そこそこの客足だったのだけど、エンドロールで、最後まで誰も立たなかったのが印象的。好き嫌いはありそうだけど、一見の価値あり。
3.6なかなか難役を杉咲花が良かった
戸籍問題にヤングケアラー問題にそんな状態でまともな精神状態では無くなってしまうだろう可哀想過ぎる境遇。。。幸せになりたくも求めてはいけない贖罪的な思い。。。最後はなんだか報われない感じで、救ってあげて下さい😢
傑作というよりは問題作、杉咲花に脱帽
タイトル通りです。
技術面で細かく気になる点はあれど、圧巻な作品の内容とそれを見事に演じ切った杉咲花に言葉もありません。
ラストの汗と鼻歌が示す結果と、それでも前に進む彼女の足取りはしばらく頭から離れないでしょう。
自分を生きる
闇を抱えた女性の話である。
福祉が介入しなくてはならない家庭は沢山あるが、これはとてもきつい。
自分の存在が無いことになるなんて。
ケーキ屋を友達と開きたいという話になった時、本当に自由で、自分の人生を生きられると嬉しかったのだろうな。
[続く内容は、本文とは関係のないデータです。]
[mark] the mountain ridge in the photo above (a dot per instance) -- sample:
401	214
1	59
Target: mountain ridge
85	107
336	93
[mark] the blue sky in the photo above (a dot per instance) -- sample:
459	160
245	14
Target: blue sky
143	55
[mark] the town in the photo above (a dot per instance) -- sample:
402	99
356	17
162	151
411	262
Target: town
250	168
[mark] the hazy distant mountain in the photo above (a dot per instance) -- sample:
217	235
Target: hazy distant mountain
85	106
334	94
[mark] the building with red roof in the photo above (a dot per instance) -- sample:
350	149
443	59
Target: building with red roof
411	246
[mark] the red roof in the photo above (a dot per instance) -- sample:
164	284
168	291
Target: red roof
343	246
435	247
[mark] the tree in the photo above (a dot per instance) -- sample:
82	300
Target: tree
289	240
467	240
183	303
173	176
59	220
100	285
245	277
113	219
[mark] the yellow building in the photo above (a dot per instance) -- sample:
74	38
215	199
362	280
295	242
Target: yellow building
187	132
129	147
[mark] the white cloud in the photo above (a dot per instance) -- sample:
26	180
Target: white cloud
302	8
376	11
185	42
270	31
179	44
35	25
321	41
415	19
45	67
長谷川と出会った時も、プロポーズされた瞬間も。
警察が市子に接触する場面はなかったが、時間の問題か。その後が気になる。
杉咲花ちゃん、ムコ…無辜ゲームの次は無戸籍の話か…などとつまらない事を思いつつ、難しい役どころでしたが演技が素晴らしかった。
若葉さんも、この役がよくあってて良かったと思う。
今日は「天外者」の特別上映も見てきたので、森永悠希君二本立てでした。
杉咲花さんの素のような表情が好き
切ないというよりただただ哀しい。生まれや環境は選べないし、安全圏にいる人間がこうすれば良かったとか、なぜそうしなかったのかなど、外野から口を出すのは容易い。その中で与えられている選択肢があまりにも少なくて過酷で、より現実みがあった。恋人の誠実さに救われていた市子、大雨に打たれて歓喜する市子、そして夢を語る市子の顔が美しかった。だからこそやるせない。杉咲花さんの素のような自然な表情がとても良かったです。
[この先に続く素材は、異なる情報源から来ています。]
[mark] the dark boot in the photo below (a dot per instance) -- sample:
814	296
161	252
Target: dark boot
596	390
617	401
市子と義則の出会いのシーンが一番好きです。何かが始まる予感、互いにピタッとハマるような感覚っていいですよね。
引き込まれたが、ラストがよくわからなかった
面白いというか、不思議な魅力のある映画でした。
市子がかわいそうでもあり、怖くもあり、純粋に見えるけど壊れてる面もあって、引き込まれました。
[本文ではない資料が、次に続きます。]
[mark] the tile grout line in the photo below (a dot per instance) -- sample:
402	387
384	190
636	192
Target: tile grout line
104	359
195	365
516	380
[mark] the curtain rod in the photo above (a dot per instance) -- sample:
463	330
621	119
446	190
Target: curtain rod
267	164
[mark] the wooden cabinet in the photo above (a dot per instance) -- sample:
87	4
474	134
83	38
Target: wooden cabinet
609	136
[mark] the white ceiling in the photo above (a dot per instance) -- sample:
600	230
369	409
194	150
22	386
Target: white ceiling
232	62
ただ結末がよくわからない。ラストの鼻歌を歌いながら歩く市子。
市子は自殺志願者の望みを叶えて、その後戸籍を奪ったのか?
それとも3人で心中して、ラストのシーンは幸せだった過去の一場面なのか?
考察が必要な映画だと思った。
ストーリーのおどろおどろしい展開は、 舞台系の人が作った作品と知り...
ストーリーのおどろおどろしい展開は、
舞台系の人が作った作品と知り、納得
演技はみなさん良かったです
あと、
お味噌汁は朝ごはんのイメージでしたけど、
それは私だけですか?
けっこうはまりました。
2時間の作品でしたが、丁寧にストーリー展開されていて、観ご耐えありました。
杉咲さんはじめ、素敵なお芝居でした。
もっとこういった秀作を上映してくれる映画館が増えて欲しいと思いました。繰り返し観たい作品でした。
仮定法過去完了
帰宅して事の次第を悟った母の「ありがとうな…」が刺さる。
倫理観や正義感や夢や希望では解決にならず、幸福からの逃亡すら強いられ、(経済的に、とは異なる意味で)底辺という表現すら生温い境遇に生きる人がいるという現実を突き付けてくる。観ていて正気を保つのが困難な程の恐るべき作品だと思う。